The om2p radios came in this week and Ryan began trying to get them up and running. I continued to further integrate my code into the infrastructure set up in the old magic code base. As I continue to work on the code, I am beginning to understand the thought behind how the whole system works. Unfortunately om2ps are proving to be problematic and towards the end of the week I started to help Ryan resolve the issue. The problem is that we can't get the laptop to communicate with the radio. Right now we are operating under the assumption that we are flashing the firmware incorrectly. We are using OpenWrt as the os for the om2ps. It is a basic linux distribution for embedded devices. Hopefully we are making a silly mistake and we will be able to make progress soon.
After running into many difficulties, we decided to use wireshark to see if there was any communication happening at all.It turned out that the om2p's were submitting a DHCP request which our laptop was not configured to respond to. Once we changed the wired connection settings we were able to ssh into the radios. The next step was to write scripts to get the radios to the desired configuration. One thing we had to do was make sure that all the radios were on the same subnet, and configured for mesh networking. This proved to be straight forward with the latter being taken care of during the image building process.We then decided to focus on getting messages from the sending computer to its attached radio , then focus on sending the message from one radio to another ,and finally focus on recovering the message on the other side. We leveraged some of the existing code in the original magic code base and re-implemented some of the java code in c. We got the message to the radio and we successfully detected the broadcast message on a different radio. Ideally we would like to send both directed messages and broadcast messages and this will be the next step. We brought everything full circle and were able to see the message on a second computer. We all took some time to come together and assemble robot chasis. We broke into pairs and fit the pieces together and applied would glue for extra security. The next day the robots were sanded and filled before Justin took them out to get painted.
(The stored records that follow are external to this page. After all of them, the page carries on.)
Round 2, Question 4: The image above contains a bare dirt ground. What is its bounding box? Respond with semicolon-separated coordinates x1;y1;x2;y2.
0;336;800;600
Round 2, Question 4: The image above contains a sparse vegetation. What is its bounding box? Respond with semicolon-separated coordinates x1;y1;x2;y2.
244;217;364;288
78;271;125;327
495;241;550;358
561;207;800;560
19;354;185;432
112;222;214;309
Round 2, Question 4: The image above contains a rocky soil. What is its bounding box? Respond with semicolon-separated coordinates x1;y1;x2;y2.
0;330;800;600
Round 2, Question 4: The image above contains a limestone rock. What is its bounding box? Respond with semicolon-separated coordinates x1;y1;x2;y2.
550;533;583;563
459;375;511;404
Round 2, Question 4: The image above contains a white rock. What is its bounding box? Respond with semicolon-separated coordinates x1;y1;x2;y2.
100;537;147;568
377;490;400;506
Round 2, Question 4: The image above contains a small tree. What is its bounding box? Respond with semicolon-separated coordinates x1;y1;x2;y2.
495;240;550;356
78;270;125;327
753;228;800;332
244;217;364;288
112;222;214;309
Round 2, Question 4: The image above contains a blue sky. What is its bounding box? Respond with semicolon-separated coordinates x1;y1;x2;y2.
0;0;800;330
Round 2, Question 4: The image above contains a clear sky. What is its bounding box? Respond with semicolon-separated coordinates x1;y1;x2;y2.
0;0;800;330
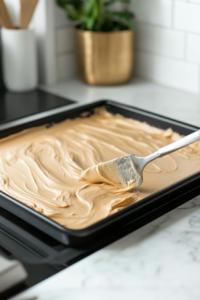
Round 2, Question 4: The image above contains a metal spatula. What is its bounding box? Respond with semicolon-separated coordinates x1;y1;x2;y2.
84;130;200;190
20;0;38;29
0;0;15;29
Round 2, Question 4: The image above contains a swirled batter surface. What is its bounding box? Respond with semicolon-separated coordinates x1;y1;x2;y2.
0;109;200;229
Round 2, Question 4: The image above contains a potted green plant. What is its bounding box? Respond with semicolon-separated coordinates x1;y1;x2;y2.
56;0;134;85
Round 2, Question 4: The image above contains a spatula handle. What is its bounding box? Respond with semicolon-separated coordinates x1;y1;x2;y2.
146;130;200;164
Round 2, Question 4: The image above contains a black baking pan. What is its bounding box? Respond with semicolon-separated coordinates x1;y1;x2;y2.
0;100;200;246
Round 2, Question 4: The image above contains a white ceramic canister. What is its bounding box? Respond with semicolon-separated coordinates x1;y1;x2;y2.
2;28;38;92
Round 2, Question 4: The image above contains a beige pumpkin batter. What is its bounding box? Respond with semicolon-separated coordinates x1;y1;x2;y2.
0;109;200;229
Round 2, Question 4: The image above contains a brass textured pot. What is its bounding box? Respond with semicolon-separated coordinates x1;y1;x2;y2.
76;29;134;85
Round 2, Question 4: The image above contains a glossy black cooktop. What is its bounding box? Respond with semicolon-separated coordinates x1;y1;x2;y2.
0;89;74;124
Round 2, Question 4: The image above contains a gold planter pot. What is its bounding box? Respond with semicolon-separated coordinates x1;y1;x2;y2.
76;29;134;85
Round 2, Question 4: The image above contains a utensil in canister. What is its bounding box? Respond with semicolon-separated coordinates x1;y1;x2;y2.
0;0;15;29
20;0;38;29
82;130;200;190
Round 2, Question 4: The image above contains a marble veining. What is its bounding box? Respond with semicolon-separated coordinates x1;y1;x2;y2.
9;80;200;300
10;196;200;300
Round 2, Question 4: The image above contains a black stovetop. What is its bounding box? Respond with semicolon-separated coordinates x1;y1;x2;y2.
0;90;138;300
0;89;74;124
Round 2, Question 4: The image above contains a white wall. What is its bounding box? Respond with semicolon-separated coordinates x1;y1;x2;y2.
132;0;200;94
1;0;200;94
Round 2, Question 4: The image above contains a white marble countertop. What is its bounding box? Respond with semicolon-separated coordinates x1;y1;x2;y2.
10;79;200;300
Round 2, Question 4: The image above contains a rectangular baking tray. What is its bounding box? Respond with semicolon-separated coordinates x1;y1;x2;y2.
0;100;200;247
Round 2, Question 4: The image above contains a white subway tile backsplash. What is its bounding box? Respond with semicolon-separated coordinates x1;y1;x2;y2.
136;24;185;58
187;34;200;63
132;0;172;27
174;2;200;33
52;0;200;94
56;27;75;54
57;53;76;80
136;52;199;94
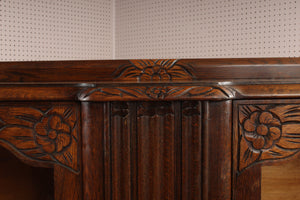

This week was crazy because the lab is going to Muscatatuck next week to test the robots in the field, and we still had some things to resolve in the communications system. To make things more interesting, I left Friday morning and Ryan was gone Thursday and Friday. So the pressure was on to get things working. The robots communicate using LCM the code we've written creates a tun interface that listens for lcm messages that are tagged to go over the radio. When the tun interface sees such a message it sends the message to the radio which then transmits the message over the air. The message is then received by the other radios who then determine whether or not their laptop is the destination, and if so they forward the message to the laptop who then processes the lcm message. This worked well for sending messages to specific computers, but sending broadcast messages posed a problem because the tun interface would see that it was a broadcast message and rather than passing the message to the radio, it would keep the message to itself rather than passing it on. I was finally able to hack together a temporary solution by having the computer temporarily change the address of its tun interface when it publishes a lcm message. While not ideal, this solution doesn't seem to interfere with performance so I'm happy with the fix! I'm a little sad that I didn't get to go with the rest of the lab, but I had a blast working with everyone.